本書が刊行された当初は絶賛されたものだ。妹尾氏のそれ以前の著書から想像される妹尾氏の純粋な性格から、戦争当時にあっても物事を冷静に観察・判断し、戦争下の状況を克明に伝えたものとして。小説の体裁は取っているものの、明らかに自身の経験を書いたものとして人々は受け取った。私もそうだった。妹尾氏もその姿勢を打ち出していた。

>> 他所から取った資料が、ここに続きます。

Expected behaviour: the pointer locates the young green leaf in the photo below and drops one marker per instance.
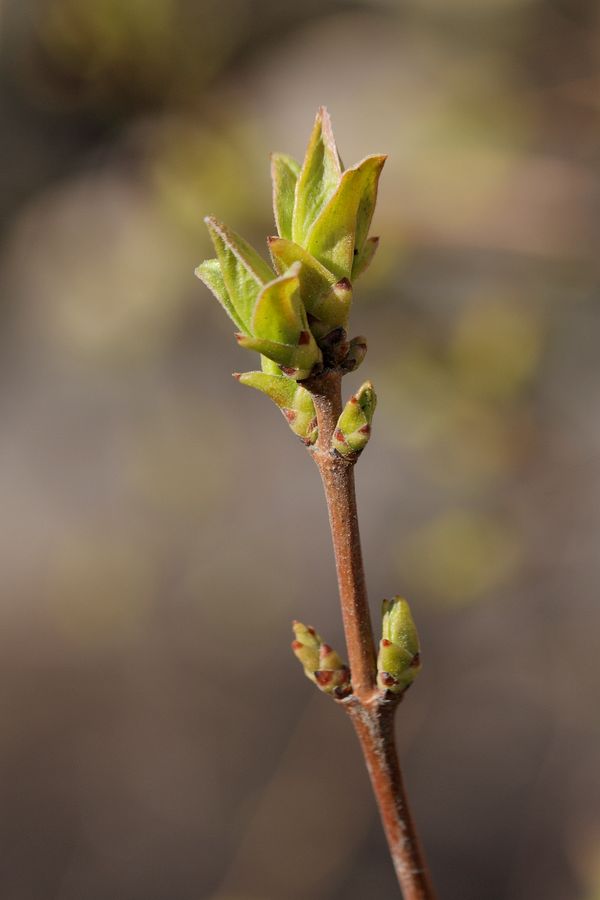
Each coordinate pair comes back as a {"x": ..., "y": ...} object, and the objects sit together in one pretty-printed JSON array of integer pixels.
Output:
[
  {"x": 315, "y": 279},
  {"x": 294, "y": 401},
  {"x": 333, "y": 236},
  {"x": 318, "y": 178},
  {"x": 244, "y": 272},
  {"x": 297, "y": 360},
  {"x": 279, "y": 314},
  {"x": 284, "y": 174},
  {"x": 209, "y": 272}
]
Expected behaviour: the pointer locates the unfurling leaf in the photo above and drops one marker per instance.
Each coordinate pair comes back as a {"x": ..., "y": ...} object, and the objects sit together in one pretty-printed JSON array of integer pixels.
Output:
[
  {"x": 318, "y": 178},
  {"x": 284, "y": 174},
  {"x": 294, "y": 401}
]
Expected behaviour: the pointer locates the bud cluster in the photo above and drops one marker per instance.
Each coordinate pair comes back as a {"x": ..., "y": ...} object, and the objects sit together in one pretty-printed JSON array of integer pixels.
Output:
[
  {"x": 320, "y": 662},
  {"x": 295, "y": 312}
]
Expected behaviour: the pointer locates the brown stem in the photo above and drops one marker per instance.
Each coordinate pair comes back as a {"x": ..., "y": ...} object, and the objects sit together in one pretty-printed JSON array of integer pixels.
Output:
[{"x": 371, "y": 712}]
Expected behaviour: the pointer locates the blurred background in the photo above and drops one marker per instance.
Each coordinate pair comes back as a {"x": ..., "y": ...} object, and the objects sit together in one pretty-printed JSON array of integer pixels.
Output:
[{"x": 160, "y": 524}]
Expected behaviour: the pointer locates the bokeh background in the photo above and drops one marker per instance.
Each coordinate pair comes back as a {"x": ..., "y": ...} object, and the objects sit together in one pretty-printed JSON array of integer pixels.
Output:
[{"x": 160, "y": 525}]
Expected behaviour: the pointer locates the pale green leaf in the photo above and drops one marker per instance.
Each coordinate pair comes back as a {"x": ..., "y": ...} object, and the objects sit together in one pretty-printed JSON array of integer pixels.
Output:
[
  {"x": 318, "y": 178},
  {"x": 209, "y": 272},
  {"x": 244, "y": 271},
  {"x": 284, "y": 174},
  {"x": 332, "y": 237}
]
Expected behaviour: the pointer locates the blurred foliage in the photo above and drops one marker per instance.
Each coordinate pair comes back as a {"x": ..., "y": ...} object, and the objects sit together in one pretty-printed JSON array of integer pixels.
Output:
[{"x": 154, "y": 735}]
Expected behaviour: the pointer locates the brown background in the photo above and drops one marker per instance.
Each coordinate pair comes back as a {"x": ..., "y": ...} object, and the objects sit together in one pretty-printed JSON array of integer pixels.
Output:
[{"x": 160, "y": 525}]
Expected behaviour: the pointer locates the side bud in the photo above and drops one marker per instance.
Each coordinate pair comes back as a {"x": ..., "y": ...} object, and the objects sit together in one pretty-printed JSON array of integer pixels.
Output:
[
  {"x": 320, "y": 662},
  {"x": 399, "y": 659},
  {"x": 353, "y": 428},
  {"x": 293, "y": 400}
]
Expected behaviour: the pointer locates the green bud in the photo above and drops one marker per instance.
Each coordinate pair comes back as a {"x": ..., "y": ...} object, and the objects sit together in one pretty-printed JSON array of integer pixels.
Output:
[
  {"x": 294, "y": 401},
  {"x": 340, "y": 228},
  {"x": 399, "y": 660},
  {"x": 243, "y": 271},
  {"x": 315, "y": 280},
  {"x": 298, "y": 317},
  {"x": 296, "y": 361},
  {"x": 353, "y": 428},
  {"x": 320, "y": 662},
  {"x": 284, "y": 174},
  {"x": 278, "y": 314},
  {"x": 318, "y": 178}
]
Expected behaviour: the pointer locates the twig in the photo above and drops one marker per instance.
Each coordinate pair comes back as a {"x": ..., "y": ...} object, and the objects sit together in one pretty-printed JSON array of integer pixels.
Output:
[{"x": 371, "y": 710}]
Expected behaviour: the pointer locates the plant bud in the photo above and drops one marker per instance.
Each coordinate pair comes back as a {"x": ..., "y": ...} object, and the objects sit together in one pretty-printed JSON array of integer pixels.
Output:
[
  {"x": 399, "y": 660},
  {"x": 353, "y": 428},
  {"x": 320, "y": 662}
]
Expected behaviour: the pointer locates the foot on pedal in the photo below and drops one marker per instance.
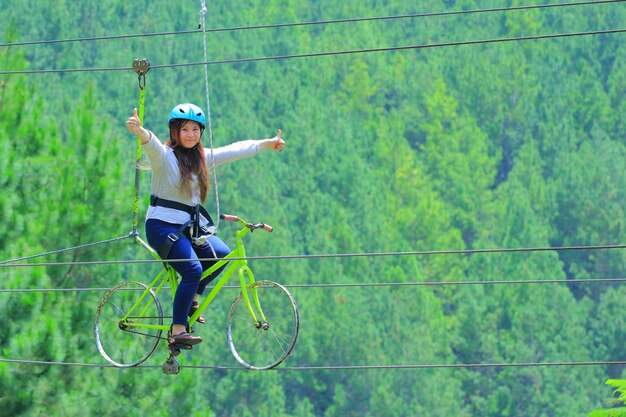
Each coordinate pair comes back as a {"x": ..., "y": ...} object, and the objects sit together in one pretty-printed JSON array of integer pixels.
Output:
[
  {"x": 185, "y": 338},
  {"x": 175, "y": 348},
  {"x": 171, "y": 366}
]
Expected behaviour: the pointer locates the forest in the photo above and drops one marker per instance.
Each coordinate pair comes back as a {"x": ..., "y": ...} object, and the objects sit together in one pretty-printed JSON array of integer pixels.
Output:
[{"x": 468, "y": 199}]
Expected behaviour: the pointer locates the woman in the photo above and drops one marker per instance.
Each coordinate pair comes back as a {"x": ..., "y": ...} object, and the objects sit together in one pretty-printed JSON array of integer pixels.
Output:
[{"x": 180, "y": 182}]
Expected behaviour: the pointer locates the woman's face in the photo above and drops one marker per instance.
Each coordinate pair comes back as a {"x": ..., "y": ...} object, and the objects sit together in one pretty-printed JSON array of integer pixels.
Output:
[{"x": 189, "y": 134}]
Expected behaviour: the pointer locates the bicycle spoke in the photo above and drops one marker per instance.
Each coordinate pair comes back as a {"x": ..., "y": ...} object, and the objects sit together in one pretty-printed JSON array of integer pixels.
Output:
[
  {"x": 264, "y": 345},
  {"x": 125, "y": 343}
]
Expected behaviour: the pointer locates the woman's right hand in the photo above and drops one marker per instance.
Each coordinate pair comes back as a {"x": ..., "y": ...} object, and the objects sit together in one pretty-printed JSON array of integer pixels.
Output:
[{"x": 133, "y": 124}]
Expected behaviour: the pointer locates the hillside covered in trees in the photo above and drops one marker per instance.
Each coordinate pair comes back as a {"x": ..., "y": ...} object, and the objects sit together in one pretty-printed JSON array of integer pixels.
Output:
[{"x": 436, "y": 155}]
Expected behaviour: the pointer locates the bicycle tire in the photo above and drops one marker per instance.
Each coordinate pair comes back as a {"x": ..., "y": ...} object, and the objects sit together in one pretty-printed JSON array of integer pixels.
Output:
[
  {"x": 118, "y": 343},
  {"x": 264, "y": 345}
]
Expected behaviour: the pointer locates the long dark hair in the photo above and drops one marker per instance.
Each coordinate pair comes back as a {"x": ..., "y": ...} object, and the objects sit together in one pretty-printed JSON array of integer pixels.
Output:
[{"x": 190, "y": 161}]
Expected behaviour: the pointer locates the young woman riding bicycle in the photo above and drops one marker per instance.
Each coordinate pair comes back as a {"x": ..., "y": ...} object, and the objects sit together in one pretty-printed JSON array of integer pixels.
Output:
[{"x": 177, "y": 226}]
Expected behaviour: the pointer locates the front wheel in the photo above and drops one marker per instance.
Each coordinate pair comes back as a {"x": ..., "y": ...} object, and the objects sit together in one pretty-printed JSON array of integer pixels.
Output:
[
  {"x": 125, "y": 329},
  {"x": 263, "y": 343}
]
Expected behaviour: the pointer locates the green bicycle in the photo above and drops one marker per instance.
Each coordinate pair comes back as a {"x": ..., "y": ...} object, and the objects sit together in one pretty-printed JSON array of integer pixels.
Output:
[{"x": 263, "y": 320}]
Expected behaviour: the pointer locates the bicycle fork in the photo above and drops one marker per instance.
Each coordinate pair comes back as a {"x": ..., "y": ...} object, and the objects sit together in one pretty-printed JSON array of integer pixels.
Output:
[{"x": 247, "y": 290}]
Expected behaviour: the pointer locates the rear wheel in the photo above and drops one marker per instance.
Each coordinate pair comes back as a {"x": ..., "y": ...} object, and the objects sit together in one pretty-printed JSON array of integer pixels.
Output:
[
  {"x": 263, "y": 344},
  {"x": 118, "y": 337}
]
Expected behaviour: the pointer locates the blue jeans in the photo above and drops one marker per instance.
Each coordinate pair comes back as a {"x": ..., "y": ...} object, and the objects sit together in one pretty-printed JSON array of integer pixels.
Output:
[{"x": 190, "y": 271}]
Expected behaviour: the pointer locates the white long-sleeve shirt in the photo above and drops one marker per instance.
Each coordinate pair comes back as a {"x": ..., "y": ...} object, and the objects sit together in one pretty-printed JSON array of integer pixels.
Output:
[{"x": 166, "y": 175}]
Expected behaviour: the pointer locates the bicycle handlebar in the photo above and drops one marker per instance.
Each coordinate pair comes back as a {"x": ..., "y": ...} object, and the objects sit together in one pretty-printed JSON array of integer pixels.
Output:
[{"x": 251, "y": 226}]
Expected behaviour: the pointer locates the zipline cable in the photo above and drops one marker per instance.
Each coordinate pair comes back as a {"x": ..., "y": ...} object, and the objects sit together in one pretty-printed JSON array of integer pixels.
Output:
[
  {"x": 357, "y": 285},
  {"x": 312, "y": 23},
  {"x": 55, "y": 252},
  {"x": 9, "y": 263},
  {"x": 333, "y": 53},
  {"x": 332, "y": 367}
]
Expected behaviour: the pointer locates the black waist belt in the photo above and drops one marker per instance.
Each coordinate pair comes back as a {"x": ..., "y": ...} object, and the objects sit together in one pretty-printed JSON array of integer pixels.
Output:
[{"x": 193, "y": 222}]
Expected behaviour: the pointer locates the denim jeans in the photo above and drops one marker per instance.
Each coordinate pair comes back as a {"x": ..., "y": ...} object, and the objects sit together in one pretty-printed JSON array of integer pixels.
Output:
[{"x": 190, "y": 271}]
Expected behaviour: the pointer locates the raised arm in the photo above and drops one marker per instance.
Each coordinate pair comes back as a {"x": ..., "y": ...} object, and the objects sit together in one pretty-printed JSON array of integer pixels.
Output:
[{"x": 276, "y": 143}]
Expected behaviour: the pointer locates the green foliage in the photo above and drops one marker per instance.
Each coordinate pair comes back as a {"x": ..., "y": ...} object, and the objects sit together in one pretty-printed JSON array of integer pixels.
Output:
[{"x": 496, "y": 146}]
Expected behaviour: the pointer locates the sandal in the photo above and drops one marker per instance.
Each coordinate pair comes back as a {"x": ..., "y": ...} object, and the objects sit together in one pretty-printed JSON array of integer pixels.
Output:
[
  {"x": 193, "y": 309},
  {"x": 184, "y": 338}
]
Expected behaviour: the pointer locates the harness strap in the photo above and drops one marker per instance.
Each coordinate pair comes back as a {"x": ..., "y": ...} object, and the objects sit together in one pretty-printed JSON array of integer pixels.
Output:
[
  {"x": 194, "y": 222},
  {"x": 192, "y": 210}
]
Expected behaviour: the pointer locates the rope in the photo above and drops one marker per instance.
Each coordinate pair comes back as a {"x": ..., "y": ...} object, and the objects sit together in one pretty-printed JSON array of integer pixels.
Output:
[
  {"x": 332, "y": 53},
  {"x": 203, "y": 11},
  {"x": 312, "y": 23},
  {"x": 330, "y": 255}
]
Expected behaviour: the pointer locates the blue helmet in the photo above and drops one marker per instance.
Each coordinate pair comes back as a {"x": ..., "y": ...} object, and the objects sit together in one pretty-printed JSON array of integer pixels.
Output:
[{"x": 189, "y": 111}]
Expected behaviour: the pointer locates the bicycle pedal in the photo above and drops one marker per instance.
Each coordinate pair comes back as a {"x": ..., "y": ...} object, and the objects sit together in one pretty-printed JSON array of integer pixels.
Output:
[
  {"x": 177, "y": 347},
  {"x": 171, "y": 366}
]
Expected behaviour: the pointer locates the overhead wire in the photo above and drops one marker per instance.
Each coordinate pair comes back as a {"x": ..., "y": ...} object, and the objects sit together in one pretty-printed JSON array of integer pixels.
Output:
[
  {"x": 331, "y": 367},
  {"x": 314, "y": 23},
  {"x": 331, "y": 53},
  {"x": 10, "y": 263},
  {"x": 356, "y": 285}
]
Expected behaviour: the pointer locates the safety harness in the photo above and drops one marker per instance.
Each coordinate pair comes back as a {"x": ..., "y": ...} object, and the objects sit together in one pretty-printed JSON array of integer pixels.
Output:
[{"x": 197, "y": 233}]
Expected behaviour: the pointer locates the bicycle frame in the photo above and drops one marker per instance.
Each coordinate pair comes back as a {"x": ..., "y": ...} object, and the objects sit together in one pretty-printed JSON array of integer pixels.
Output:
[{"x": 236, "y": 262}]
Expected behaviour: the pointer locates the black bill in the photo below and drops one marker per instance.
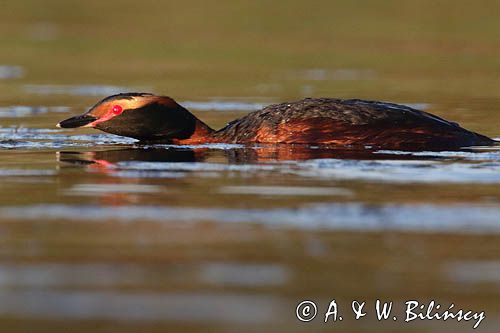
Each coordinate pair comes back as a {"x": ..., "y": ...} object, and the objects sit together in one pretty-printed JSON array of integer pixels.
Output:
[{"x": 77, "y": 121}]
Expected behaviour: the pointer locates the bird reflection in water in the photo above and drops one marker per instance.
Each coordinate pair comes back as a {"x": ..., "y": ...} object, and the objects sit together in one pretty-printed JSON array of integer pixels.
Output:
[{"x": 107, "y": 160}]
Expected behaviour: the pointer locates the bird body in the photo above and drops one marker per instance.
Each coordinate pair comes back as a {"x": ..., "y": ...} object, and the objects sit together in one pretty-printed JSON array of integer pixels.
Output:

ところが、山中夫妻の「間違いだらけの少年H」の刊行により、当時の民間人には知り得なかった事実が少年Hの知識や日記に表されていた事が判明した。捏造である。戦後に得た情報を、戦中の「少年H」に持たせてしまったのだ。これは小説としても整合性を欠くものだが、本作は冒頭でも述べたように小説の体裁を取った自伝である。あの戦争の状況を一少年の立場から書くという意図は立派でも、勇み足だったようだ。
初めから虚構性の高いものとして描けば、上記の瑕疵も何とかカバーできたのかもしれないが、元々本書の意図は当時の"実情"を描く事にあったのだから、それでは話は矛盾してしまう。つまり、本書を書くなら実際に「少年H」が知り得た情報の範囲で書くしか方法は無かったのだ。戦争時の国民の姿を一少年の目から忠実に描くという目的意識が先行してしまって、手段を誤ってしまった残念な作品。